Meet the Austin-Travis County EMS team that’s still on the street every day, providing medical care and other basic resources to people experiencing homelessness. They’re the Community Healthy Paramedics (CHPs), and they’re Fiercely Focused on ending homelessness.

Mike Sasser, Amber Price, and Simon Powell-Evans make up the three-person team that works directly with people experiencing homelessness. Sasser covers south Austin, Price works downtown, and Powell-Evans is responsible for north Austin.

“We try and just look at all the basic things that they need and remove all the barriers and deliver front-line services right to the client,” Price said. “Just because you don’t have four walls around you doesn’t mean that you don’t deserve all of the medical, mental health, and social resources that are out there.”

The resources the CHPs provide range from basic wound care and medical evaluations, to housing assessments, to bus passes for medical appointments, to food, water, and tents for people sleeping outside.

“I like to think of us more as an EMS Swiss army knife,” Sasser said, “because there’s a lot of different things that we’re able to do and a lot of different problems that we’re allowed to address.”

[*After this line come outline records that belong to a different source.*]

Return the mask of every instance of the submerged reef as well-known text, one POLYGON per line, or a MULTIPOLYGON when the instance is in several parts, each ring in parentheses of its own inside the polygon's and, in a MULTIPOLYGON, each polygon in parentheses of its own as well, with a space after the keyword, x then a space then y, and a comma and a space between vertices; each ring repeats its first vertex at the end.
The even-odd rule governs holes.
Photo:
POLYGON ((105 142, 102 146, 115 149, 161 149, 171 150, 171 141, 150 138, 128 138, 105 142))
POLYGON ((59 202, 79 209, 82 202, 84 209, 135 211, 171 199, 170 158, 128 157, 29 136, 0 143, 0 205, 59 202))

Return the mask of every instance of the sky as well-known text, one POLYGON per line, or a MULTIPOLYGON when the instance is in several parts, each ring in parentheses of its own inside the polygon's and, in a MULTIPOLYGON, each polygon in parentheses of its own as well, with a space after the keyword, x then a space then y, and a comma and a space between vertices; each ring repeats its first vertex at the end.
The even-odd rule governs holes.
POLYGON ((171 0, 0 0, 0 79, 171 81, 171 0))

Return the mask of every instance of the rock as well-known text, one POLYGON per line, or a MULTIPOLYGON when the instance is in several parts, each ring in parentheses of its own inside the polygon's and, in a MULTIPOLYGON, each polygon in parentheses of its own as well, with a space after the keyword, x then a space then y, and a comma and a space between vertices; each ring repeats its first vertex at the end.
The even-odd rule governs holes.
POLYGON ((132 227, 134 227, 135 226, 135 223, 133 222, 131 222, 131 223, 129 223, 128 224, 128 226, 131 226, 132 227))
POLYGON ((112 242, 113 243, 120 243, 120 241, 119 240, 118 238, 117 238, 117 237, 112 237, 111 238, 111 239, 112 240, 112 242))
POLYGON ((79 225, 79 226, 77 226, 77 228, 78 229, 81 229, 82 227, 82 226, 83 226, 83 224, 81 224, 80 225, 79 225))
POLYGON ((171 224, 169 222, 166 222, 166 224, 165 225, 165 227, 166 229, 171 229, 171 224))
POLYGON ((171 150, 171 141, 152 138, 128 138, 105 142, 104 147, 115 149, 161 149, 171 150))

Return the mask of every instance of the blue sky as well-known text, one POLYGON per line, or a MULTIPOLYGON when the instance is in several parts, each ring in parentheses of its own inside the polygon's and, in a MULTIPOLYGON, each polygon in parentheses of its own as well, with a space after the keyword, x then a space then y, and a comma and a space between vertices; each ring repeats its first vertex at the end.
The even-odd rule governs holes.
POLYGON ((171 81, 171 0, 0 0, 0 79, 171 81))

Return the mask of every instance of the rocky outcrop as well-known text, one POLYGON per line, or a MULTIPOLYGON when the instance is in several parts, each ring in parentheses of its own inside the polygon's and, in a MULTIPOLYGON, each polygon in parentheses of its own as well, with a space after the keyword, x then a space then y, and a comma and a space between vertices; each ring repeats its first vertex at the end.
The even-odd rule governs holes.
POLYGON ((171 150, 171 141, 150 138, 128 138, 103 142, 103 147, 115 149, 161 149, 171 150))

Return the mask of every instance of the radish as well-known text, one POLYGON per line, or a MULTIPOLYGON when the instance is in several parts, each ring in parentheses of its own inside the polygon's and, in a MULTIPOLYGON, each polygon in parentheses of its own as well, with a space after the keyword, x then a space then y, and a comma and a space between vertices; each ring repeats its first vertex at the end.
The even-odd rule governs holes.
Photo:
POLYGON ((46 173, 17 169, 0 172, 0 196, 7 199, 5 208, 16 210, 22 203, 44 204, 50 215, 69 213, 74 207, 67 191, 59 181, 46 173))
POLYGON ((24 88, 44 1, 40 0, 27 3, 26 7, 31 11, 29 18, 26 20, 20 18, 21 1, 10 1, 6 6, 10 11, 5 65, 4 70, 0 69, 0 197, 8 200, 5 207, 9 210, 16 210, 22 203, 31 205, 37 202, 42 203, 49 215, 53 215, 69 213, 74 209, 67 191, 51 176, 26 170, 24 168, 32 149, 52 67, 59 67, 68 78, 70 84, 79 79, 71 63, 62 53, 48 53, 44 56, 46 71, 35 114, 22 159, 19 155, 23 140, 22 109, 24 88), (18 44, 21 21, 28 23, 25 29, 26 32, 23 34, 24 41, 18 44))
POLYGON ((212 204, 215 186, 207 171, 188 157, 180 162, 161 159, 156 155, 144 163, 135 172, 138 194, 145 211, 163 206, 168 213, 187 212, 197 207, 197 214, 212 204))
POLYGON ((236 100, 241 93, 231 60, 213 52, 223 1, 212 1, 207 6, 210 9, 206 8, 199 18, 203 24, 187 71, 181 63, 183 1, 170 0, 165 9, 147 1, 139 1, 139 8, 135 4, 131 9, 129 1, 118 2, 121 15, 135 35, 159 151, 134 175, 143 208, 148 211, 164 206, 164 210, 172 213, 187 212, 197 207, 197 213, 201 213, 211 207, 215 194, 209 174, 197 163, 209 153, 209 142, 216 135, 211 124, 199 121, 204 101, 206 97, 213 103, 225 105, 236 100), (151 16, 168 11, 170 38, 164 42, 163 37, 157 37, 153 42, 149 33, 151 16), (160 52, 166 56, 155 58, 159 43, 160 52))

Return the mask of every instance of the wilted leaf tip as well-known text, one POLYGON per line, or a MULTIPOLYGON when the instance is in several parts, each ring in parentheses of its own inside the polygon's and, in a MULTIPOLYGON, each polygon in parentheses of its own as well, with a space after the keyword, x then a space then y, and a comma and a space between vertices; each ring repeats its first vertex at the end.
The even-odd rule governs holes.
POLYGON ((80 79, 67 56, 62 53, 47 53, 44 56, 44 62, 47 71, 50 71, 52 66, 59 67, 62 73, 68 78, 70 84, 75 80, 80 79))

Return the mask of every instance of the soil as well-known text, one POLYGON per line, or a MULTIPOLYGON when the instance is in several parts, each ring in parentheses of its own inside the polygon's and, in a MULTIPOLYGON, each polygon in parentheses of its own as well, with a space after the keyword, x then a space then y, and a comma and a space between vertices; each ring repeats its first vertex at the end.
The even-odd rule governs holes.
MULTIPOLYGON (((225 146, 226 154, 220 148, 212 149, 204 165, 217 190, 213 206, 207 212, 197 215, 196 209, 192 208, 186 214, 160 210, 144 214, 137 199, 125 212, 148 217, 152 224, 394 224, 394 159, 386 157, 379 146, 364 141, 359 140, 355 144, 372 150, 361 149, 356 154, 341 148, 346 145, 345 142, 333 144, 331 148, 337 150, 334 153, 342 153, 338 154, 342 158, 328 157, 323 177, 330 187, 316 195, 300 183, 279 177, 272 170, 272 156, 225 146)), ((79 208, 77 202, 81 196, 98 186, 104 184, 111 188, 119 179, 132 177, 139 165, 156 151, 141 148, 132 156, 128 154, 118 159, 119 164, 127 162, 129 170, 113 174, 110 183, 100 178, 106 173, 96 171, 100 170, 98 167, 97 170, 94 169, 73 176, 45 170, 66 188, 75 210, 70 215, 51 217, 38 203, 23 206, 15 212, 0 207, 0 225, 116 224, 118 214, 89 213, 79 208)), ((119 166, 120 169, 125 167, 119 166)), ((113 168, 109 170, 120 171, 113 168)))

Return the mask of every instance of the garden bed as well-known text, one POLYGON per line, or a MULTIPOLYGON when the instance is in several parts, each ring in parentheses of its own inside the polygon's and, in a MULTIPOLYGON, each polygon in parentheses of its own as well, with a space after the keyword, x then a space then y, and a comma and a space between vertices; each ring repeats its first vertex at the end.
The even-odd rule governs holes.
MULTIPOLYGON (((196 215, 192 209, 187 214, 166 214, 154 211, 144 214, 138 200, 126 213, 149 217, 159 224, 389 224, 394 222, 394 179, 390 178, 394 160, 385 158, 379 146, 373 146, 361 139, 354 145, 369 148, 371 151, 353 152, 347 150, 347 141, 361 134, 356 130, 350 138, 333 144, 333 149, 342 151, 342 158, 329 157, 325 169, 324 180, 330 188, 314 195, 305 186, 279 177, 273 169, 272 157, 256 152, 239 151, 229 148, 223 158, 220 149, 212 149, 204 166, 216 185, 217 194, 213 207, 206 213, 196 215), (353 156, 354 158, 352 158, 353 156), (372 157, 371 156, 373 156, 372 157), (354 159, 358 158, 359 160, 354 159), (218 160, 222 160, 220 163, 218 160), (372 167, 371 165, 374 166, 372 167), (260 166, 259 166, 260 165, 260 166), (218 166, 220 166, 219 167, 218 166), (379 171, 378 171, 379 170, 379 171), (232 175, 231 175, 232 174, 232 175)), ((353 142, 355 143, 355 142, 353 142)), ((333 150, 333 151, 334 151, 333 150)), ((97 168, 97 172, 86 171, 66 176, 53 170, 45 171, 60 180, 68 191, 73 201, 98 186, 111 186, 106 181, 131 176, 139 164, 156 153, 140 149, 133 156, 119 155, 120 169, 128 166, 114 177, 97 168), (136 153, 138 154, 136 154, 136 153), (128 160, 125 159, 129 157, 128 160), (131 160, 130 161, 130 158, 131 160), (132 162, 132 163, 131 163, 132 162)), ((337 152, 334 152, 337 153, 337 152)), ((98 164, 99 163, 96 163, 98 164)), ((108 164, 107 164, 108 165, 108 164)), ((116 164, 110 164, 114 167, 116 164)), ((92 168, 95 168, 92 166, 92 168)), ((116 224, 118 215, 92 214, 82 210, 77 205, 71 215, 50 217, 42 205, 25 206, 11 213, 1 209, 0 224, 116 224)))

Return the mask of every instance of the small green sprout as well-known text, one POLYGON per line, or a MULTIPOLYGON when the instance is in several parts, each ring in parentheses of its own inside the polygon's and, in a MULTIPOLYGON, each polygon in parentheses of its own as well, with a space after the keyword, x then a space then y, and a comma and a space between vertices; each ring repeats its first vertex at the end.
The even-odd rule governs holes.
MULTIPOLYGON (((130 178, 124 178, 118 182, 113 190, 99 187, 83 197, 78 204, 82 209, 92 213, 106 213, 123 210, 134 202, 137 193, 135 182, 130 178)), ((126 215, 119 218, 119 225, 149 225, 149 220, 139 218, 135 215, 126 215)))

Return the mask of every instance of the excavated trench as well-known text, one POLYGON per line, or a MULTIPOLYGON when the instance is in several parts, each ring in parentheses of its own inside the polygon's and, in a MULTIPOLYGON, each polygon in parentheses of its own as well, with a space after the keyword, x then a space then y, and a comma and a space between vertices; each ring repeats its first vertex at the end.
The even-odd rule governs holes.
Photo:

“Give it an hour and somebody’s going to ask us to do something we’ve never done before,” Price added.

Both Sasser and Price had been paramedics with the City of Austin for years before moving to the CHP team. Sasser said the the job changes the way he looks at heat and other dangerous weather.

“The people on the side of the road that you see, they’re not just these creatures that live on the side of the road,” he said. “They’re just people, and they have real problems, and those problems have led them into this situation.”

“If somebody has a problem with it, you know what, I have a problem with it, too, and I’m just trying to do something about it,” he added. “I don’t have the answer to do that, so I’m going to do what I can do and what I know I can do and what I’m good at. So I’m going to stick with that, and hopefully that helps somebody somewhere along the way.”